Halloween originated around 2,000 years ago to the Celtic festival of Samhain. The Celts celebrated the New Year on November 1st where they would light bonfires and wear costumes to ward off evil spirits.

October 31st was considered to mark the official last day of summer and the beginning of winter. The Celts believed that on this night, the line between the spiritual and physical realm become blurred, which gives spirits an opportunity to walk the earth. The Celtic priests would light giant sacred bonfires and attempt to tell other's fortunes, as they believed the ghosts would make predicting the future possible. In addition to the celebration of the New Year, the winter season was often associated with famine or human death. After the Samhain celebration was complete, the priests would relight the fires to keep everyone warm.

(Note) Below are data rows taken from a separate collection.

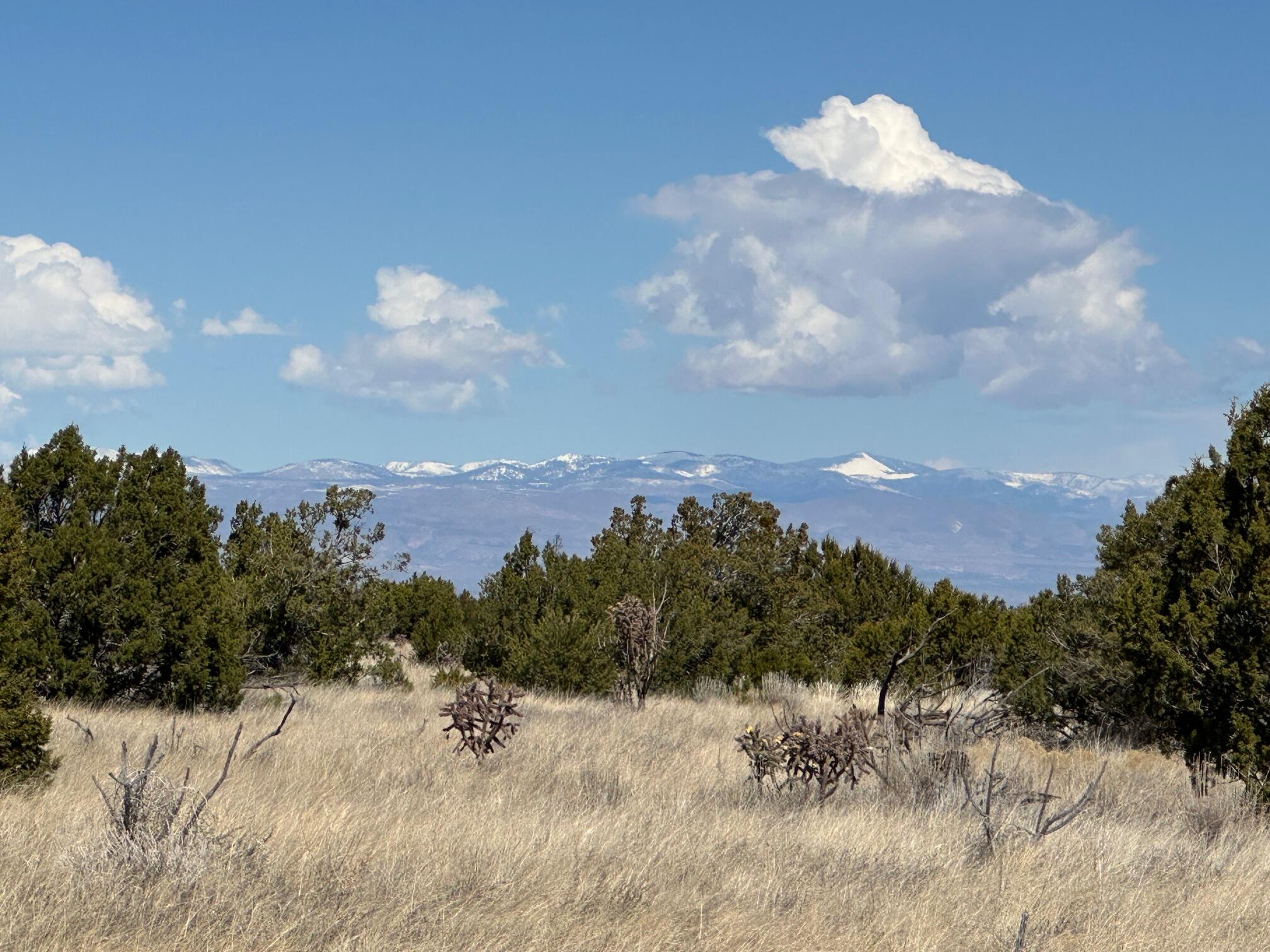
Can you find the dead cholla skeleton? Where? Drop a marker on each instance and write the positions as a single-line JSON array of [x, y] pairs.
[[988, 800], [807, 753], [145, 809], [484, 714], [641, 635]]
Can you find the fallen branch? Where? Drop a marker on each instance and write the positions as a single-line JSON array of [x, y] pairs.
[[88, 732], [276, 732]]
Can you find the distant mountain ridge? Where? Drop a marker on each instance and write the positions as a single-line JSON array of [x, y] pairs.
[[1000, 532]]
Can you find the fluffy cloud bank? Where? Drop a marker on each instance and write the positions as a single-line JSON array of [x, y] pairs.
[[248, 322], [66, 322], [441, 343], [886, 263]]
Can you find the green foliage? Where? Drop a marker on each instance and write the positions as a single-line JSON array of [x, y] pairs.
[[25, 732], [742, 597], [310, 596], [428, 615], [125, 594]]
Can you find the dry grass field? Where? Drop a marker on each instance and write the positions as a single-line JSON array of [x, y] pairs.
[[601, 829]]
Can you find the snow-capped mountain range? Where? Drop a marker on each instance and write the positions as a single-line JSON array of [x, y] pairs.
[[1006, 533]]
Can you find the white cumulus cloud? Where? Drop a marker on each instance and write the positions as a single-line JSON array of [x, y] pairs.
[[11, 407], [440, 343], [879, 145], [66, 320], [248, 322], [884, 263]]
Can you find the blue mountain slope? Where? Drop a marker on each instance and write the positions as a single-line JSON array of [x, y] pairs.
[[1002, 533]]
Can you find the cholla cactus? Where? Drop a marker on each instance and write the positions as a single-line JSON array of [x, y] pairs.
[[804, 751], [766, 756], [483, 715]]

The Halloween tradition began in Ireland and northern France and was kept limited due to the belief system at the time. As different European ethnic groups came to America, the Americans began to celebrate their own version of Samhain in ways that included storytelling, future telling, singing, and dancing. By the mid-nineteenth century, Halloween celebrations were more common in America but not yet celebrated across the country. When the Irish Potato Famine struck, the immigrants that migrated to America helped popularize the Halloween celebration.

As the celebration of Halloween became more popular, more people thought that they would be able to tell the future by performing various actions like witchcraft. However, there was a move in America where they wanted to make the Halloween celebration more neighborly instead of frightful, so they discouraged the grotesque and unpleasant side of Halloween. Halloween parties were the most common way to celebrate and they focused on games, costumes, and seasonal food. By the mid-twentieth century, Halloween lost most of its superstition and religious background. The different belief systems and interpretations of a Halloween celebration is likely the reason why there is such a variety in the Halloween spook factor.

People began trick-or-treating by deciding to take the tradition of dressing in costume but instead of warding off evil spirits, they went from door to door asking for money or food. In the mid-twentieth century, America realized that buying candy was a relatively cheap way of celebrating a holiday with the entire community. This was the beginning of today's Halloween tradition that has only grown ever since.